- Born: Abraham Thomas Thompson January 16, 1921 Winnipeg, Manitoba, Canada
- Died: September 3, 2015 (aged 94) Palm Desert, California, U.S.
- Occupation(s): Inventor, entrepreneur
- Spouse: Ada Schatz ​(m. 1946⁠–⁠2015)​
- Children: Three

= Daniel Thompson (inventor) =

Canadian-born American inventor (1921–2015)

Daniel Thompson (January 16, 1921 – September 3, 2015) was a Canadian-born American inventor and entrepreneur. Thompson was best known as the inventor of the first commercially viable bagel machine, which allowed for the mass production and mass marketing of the bagel to a wider consumer market.

==Early years==
Daniel Thompson was born Abraham Thomas Thompson on January 16, 1921, in Winnipeg, Manitoba, Canada. Within weeks of his birth, his parents changed his name to Daniel to honor a recently deceased cousin. While Thompson was still a child, his family moved to Los Angeles, and his father set up a bakery in Boyle Heights.

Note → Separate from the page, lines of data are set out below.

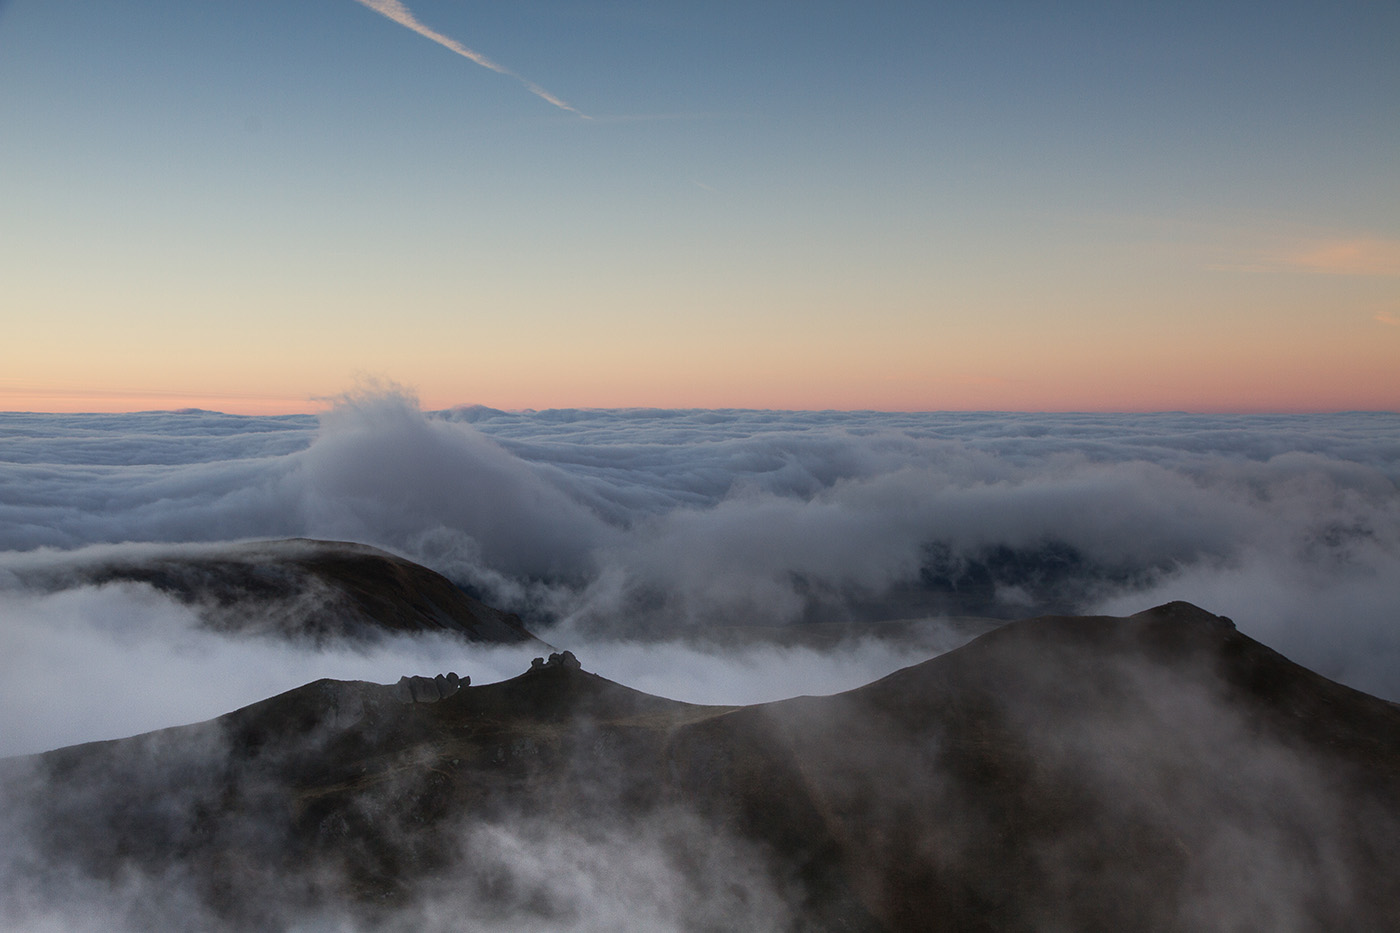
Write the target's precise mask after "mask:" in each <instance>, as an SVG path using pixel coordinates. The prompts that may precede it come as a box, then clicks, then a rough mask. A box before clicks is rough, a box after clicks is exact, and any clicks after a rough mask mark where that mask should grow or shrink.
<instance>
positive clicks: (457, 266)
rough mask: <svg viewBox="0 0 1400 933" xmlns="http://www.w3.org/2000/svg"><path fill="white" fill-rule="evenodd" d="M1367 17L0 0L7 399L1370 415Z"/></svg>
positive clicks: (1384, 390) (497, 3)
mask: <svg viewBox="0 0 1400 933" xmlns="http://www.w3.org/2000/svg"><path fill="white" fill-rule="evenodd" d="M1397 36H1400V7H1397V6H1396V4H1393V3H1379V1H1378V3H1358V1H1343V3H1334V4H1315V3H1208V4H1207V3H1159V4H1158V3H1152V4H1120V3H1114V4H1110V3H1079V1H1067V3H902V1H890V3H876V4H855V3H813V1H806V0H804V1H801V3H798V1H791V3H783V1H770V3H756V4H755V3H706V4H693V3H685V4H682V3H652V1H648V3H640V1H637V3H631V1H627V0H606V1H603V0H599V1H592V0H570V1H568V3H557V1H550V0H522V1H519V3H511V4H500V3H493V4H487V3H448V1H447V0H407V1H406V3H395V1H393V0H358V1H357V0H298V3H273V1H272V0H246V1H241V3H230V4H189V3H178V1H176V0H120V1H118V0H8V1H7V3H0V126H3V127H4V130H3V132H0V205H3V209H0V315H3V324H4V335H6V336H4V340H3V342H0V410H53V412H63V410H140V409H174V408H183V406H200V408H210V409H217V410H227V412H244V413H276V412H309V410H315V409H316V408H318V406H323V405H325V402H323V399H326V398H328V396H332V395H335V394H337V392H340V391H343V389H344V388H346V387H347V385H350V384H353V381H354V380H356V378H358V377H361V375H364V374H368V375H372V377H378V378H385V380H393V381H398V382H402V384H406V385H412V387H414V388H416V391H417V392H419V396H420V398H421V401H423V405H424V406H426V408H447V406H452V405H463V403H482V405H490V406H494V408H500V409H528V408H536V409H543V408H568V406H584V408H587V406H595V408H610V406H657V408H783V409H881V410H976V409H984V410H991V409H1002V410H1172V409H1182V410H1198V412H1261V410H1263V412H1268V410H1278V412H1291V410H1348V409H1383V410H1396V409H1400V172H1397V171H1396V167H1397V165H1400V119H1396V101H1397V99H1400V55H1397V53H1396V48H1397V46H1396V43H1397Z"/></svg>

After graduating Fairfax High School, Thompson joined the United States Army Air Forces and served in the Pacific Ocean theater of World War II. He then returned home to attend the University of California and study Industrial Arts and Mathematics. After graduating, he became a teacher, working on his own inventions in his spare time. In 1953, his "Folding Table, Tennis Table, or the Like" was given a U.S. patent, and is the basis of all modern folding ping pong tables.

==Bagel business==
The bagel had been largely a Jewish specialty food item prior to Thompson's invention of the "Thompson Bagel Machine," which he began building in his garage in Cheviot Hills, Los Angeles, in 1958. This popularized bagels and made them available to a wider consumer base.

==Personal life==
In 1946, Thompson married Ada Schatz. They had three children. Thompson died in Palm Desert, California, of complications from a fall on September 3, 2015, at the age of 94.